Remember back in 2002-2003 when word trickled through the Yahoo! Movies chatroom and Geocities film community that Heath Ledger might be joining Mel Gibson in director George Miller’s “Mad Max Fury Road”? I sure do, because it’s a rumour that keep popping up again and again. Even after Ledger dismissed the rumour in an interview I did with him at the time.

In one of a few interviews I did with the late actor, I brought up the rumour of a possible “Patriot” reunion between Gibson and himself on the long-gestating “Mad Max” movie.

Ledger said at the time that he’d do a walk-on role but that was it, he would not be co-starring as such.

“I did say to [Director] George Miller I’d do a walk-on role in it and have Mad Max shoot me in the head. It’ll be cool just to be part of a Mad Max movie, I certainly wasn’t up for the Son role though

Today, in an interview with The Playlist, Miller – who is still trying to get that same “Mad Max” movie off the ground – confirmed Ledger was indeed set to play Max’s son in the movie.
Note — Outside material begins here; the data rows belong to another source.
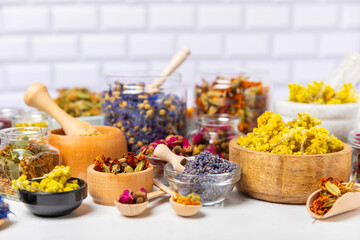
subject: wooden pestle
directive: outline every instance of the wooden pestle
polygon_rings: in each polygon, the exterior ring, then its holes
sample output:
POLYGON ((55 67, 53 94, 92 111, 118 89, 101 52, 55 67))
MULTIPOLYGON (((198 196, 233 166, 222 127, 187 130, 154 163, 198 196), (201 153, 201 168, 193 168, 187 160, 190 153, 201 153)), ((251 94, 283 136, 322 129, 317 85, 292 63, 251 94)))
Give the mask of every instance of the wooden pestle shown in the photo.
POLYGON ((26 105, 35 107, 55 118, 67 136, 89 136, 99 133, 90 123, 80 121, 62 110, 51 99, 44 84, 31 85, 25 92, 24 101, 26 105))

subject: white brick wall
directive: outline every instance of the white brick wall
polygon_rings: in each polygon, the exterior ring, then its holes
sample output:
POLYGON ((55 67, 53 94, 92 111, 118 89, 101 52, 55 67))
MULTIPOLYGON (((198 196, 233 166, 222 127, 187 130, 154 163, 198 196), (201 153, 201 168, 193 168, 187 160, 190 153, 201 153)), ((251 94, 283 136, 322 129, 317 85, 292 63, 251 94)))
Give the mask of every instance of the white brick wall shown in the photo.
POLYGON ((106 73, 161 69, 182 46, 189 96, 200 71, 250 67, 284 97, 360 52, 360 2, 0 0, 0 106, 22 105, 37 81, 98 89, 106 73))

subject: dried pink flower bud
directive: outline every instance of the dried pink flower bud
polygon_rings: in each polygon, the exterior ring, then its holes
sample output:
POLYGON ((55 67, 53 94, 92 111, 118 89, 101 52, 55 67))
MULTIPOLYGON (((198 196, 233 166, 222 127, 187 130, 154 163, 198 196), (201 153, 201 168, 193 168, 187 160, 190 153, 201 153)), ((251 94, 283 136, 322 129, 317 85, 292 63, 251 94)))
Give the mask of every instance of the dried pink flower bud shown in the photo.
POLYGON ((125 204, 131 204, 134 202, 134 193, 131 190, 126 189, 120 196, 119 202, 125 204))

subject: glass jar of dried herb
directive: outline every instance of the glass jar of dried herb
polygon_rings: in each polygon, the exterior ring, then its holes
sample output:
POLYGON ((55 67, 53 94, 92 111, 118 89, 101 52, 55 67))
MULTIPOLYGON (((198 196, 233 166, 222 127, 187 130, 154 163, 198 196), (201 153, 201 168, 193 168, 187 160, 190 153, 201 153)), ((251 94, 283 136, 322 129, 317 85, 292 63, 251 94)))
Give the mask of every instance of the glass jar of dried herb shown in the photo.
POLYGON ((237 125, 240 119, 229 114, 205 114, 197 119, 197 129, 191 132, 194 145, 204 145, 205 150, 229 159, 229 142, 240 134, 237 125))
POLYGON ((168 135, 185 135, 186 89, 179 74, 161 77, 158 72, 106 76, 109 87, 102 93, 105 125, 118 127, 128 151, 168 135), (153 81, 164 81, 157 88, 153 81))
POLYGON ((203 72, 195 85, 195 113, 230 114, 241 119, 238 129, 248 133, 270 107, 270 82, 263 70, 203 72))
POLYGON ((22 174, 27 179, 42 177, 61 164, 60 152, 49 145, 50 129, 14 127, 0 131, 0 194, 16 197, 11 181, 22 174))
POLYGON ((49 127, 50 118, 45 112, 29 110, 11 118, 13 127, 49 127))

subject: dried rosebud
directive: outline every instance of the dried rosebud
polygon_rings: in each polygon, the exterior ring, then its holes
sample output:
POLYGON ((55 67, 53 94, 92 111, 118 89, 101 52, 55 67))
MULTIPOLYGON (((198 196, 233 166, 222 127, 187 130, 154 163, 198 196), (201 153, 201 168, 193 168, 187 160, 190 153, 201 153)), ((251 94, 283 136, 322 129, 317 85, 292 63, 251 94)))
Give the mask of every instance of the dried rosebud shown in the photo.
POLYGON ((135 196, 131 190, 126 189, 120 196, 119 202, 125 204, 131 204, 134 202, 135 196))
POLYGON ((197 146, 194 148, 194 151, 193 151, 192 155, 195 156, 195 155, 201 153, 201 152, 204 151, 204 150, 205 150, 205 145, 202 145, 202 144, 197 145, 197 146))
MULTIPOLYGON (((171 136, 171 135, 170 135, 171 136)), ((175 135, 175 136, 167 136, 166 142, 170 149, 174 148, 175 146, 181 146, 183 140, 183 136, 175 135)))
POLYGON ((192 137, 192 142, 194 145, 198 145, 200 143, 202 143, 203 141, 203 137, 202 134, 200 132, 196 133, 193 137, 192 137))
POLYGON ((182 146, 183 146, 183 153, 184 154, 191 154, 193 152, 193 146, 190 145, 189 141, 186 138, 183 138, 182 140, 182 146))
POLYGON ((135 201, 136 203, 143 203, 147 200, 147 192, 145 188, 141 188, 139 191, 135 193, 135 201))
POLYGON ((180 146, 175 146, 172 149, 172 152, 175 153, 176 155, 180 155, 180 156, 183 155, 183 151, 182 151, 182 148, 180 146))
POLYGON ((148 150, 148 146, 142 146, 141 148, 140 148, 140 153, 145 153, 147 150, 148 150))

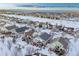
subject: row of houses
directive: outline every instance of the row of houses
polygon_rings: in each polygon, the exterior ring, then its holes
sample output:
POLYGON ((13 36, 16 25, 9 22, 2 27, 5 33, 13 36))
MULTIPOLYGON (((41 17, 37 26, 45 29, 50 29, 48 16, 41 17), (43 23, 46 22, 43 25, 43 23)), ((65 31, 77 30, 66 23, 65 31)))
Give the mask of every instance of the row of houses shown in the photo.
POLYGON ((27 15, 41 17, 41 18, 50 18, 50 19, 70 19, 70 18, 79 18, 79 13, 77 12, 32 12, 27 15))
MULTIPOLYGON (((11 18, 9 18, 9 19, 15 19, 14 17, 11 17, 11 18)), ((18 19, 17 19, 18 20, 18 19)), ((21 20, 20 20, 20 22, 21 22, 21 20)), ((25 21, 24 21, 25 22, 25 21)), ((23 22, 23 23, 24 23, 23 22)), ((22 23, 22 22, 21 22, 22 23)), ((45 28, 45 27, 48 27, 49 29, 52 29, 53 27, 55 28, 59 28, 60 30, 65 30, 66 32, 72 32, 73 30, 74 30, 74 28, 70 28, 70 27, 64 27, 63 29, 61 28, 62 27, 62 25, 51 25, 51 24, 48 24, 48 23, 39 23, 39 22, 32 22, 32 21, 30 21, 30 22, 26 22, 26 24, 28 23, 28 25, 33 25, 33 26, 37 26, 37 27, 43 27, 43 28, 45 28)))

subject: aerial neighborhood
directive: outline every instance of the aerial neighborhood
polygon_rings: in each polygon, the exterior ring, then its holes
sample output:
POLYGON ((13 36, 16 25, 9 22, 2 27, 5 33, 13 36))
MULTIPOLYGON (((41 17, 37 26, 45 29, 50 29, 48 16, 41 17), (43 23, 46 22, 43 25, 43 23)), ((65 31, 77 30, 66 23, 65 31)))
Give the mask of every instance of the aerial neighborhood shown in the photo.
POLYGON ((0 12, 0 45, 9 51, 6 55, 72 55, 68 52, 72 40, 79 39, 78 20, 77 12, 24 14, 4 10, 0 12))

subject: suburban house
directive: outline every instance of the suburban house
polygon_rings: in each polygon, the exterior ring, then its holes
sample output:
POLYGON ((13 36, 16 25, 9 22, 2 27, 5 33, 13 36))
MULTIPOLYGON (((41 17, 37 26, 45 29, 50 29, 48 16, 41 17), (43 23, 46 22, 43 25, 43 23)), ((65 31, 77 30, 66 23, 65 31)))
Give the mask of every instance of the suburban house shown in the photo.
POLYGON ((64 49, 68 48, 69 39, 60 37, 59 42, 63 45, 64 49))
POLYGON ((36 38, 34 38, 34 40, 36 42, 41 42, 43 43, 44 45, 46 45, 51 39, 53 38, 52 35, 44 32, 44 33, 41 33, 39 36, 37 36, 36 38))
POLYGON ((0 33, 8 32, 8 30, 5 27, 0 27, 0 33))
POLYGON ((63 31, 63 26, 62 25, 56 25, 56 28, 59 29, 60 31, 63 31))
POLYGON ((48 33, 42 33, 39 37, 43 39, 44 41, 46 41, 51 37, 51 35, 48 33))
POLYGON ((52 28, 53 28, 53 25, 48 24, 48 29, 52 29, 52 28))
POLYGON ((25 34, 25 37, 32 37, 33 33, 34 33, 34 30, 29 29, 29 30, 26 30, 24 34, 25 34))
POLYGON ((71 34, 74 32, 74 28, 71 28, 71 27, 64 27, 64 31, 71 34))
POLYGON ((26 41, 27 43, 31 43, 33 40, 33 29, 26 30, 24 32, 24 37, 22 37, 22 41, 26 41))
POLYGON ((57 26, 56 25, 52 25, 52 31, 54 32, 56 32, 56 31, 59 31, 59 29, 57 28, 57 26))
POLYGON ((15 29, 17 29, 18 27, 16 25, 12 25, 12 26, 7 26, 6 29, 9 31, 15 31, 15 29))
POLYGON ((4 34, 5 36, 10 36, 12 34, 12 32, 4 32, 2 34, 4 34))
POLYGON ((76 37, 79 38, 79 30, 75 32, 76 37))
POLYGON ((65 55, 68 49, 69 40, 67 38, 57 38, 53 42, 49 43, 47 46, 50 51, 54 51, 57 55, 65 55))
POLYGON ((37 37, 33 38, 32 40, 32 45, 38 46, 38 47, 42 47, 42 46, 46 46, 47 43, 52 39, 52 35, 43 32, 40 33, 39 35, 37 35, 37 37))
POLYGON ((4 26, 5 24, 6 24, 6 22, 0 21, 0 26, 4 26))
POLYGON ((24 26, 24 27, 17 28, 15 30, 17 33, 24 34, 25 30, 28 30, 28 29, 29 27, 24 26))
Miller first attempted to resuscitate the franchise in 2003, and he confirmed the longtime rumor that Heath Ledger was set to star alongside Mel Gibson. That version was to begin shooting in Namibia, but in late February 2003 with the prospect of the impending Iraq invasion ahead 20th Century Fox postponed the production, and it lead to its eventual death.

“Fury Road” is on for a Nambia, South Africa shoot next year with Tom Hardy playing the Max character. Miller actually compares Hardy to Ledger.

”We made it very clear from the outset that it would be crazy to try to impersonate what Mel had done, but Tom [like] Mel and Heath Ledger; these guys all have very similar kind of maleness, I find. I don’t know, they somehow remind me of big cats – they’re mesmerizing to look and be with, but you don’t know what they’re going to do at any moment.”

Interestingly enough, Miller says the script for “Fury Road” hasn’t changed that much since the days of the canceled Ledger/Gibson incarnation.

Obviously I’ve worked on [the script] since, and we’ve got the whole movie designed – we’ve got 150 big vehicles built – and the world has evolved. I hope I’ve evolved, and I hope the movie’s evolved. But it’s pretty similar; at its core, it’s not that different.”

I’m surprised how little has changed [in the script] in that time. But these films aren’t really speculating about a future, they’re westerns in the same way that westerns would kind of morality plays, figures in the landscape, and you’re able to somehow reduce this human behavior to its most elemental. So now, it’s very clear to see the story in there where perhaps the modern world is a little bit too cluttered – it’s a bit hard to see the signals amongst the noise.

Charlize Theron and Nicholas Hoult (and I’ve heard Hugh Keays-Byrne and Magda Szubanski) are set to join Hardy in Miller’s “Mad Max Fury Road” when it begins filming – knock on wood – next year.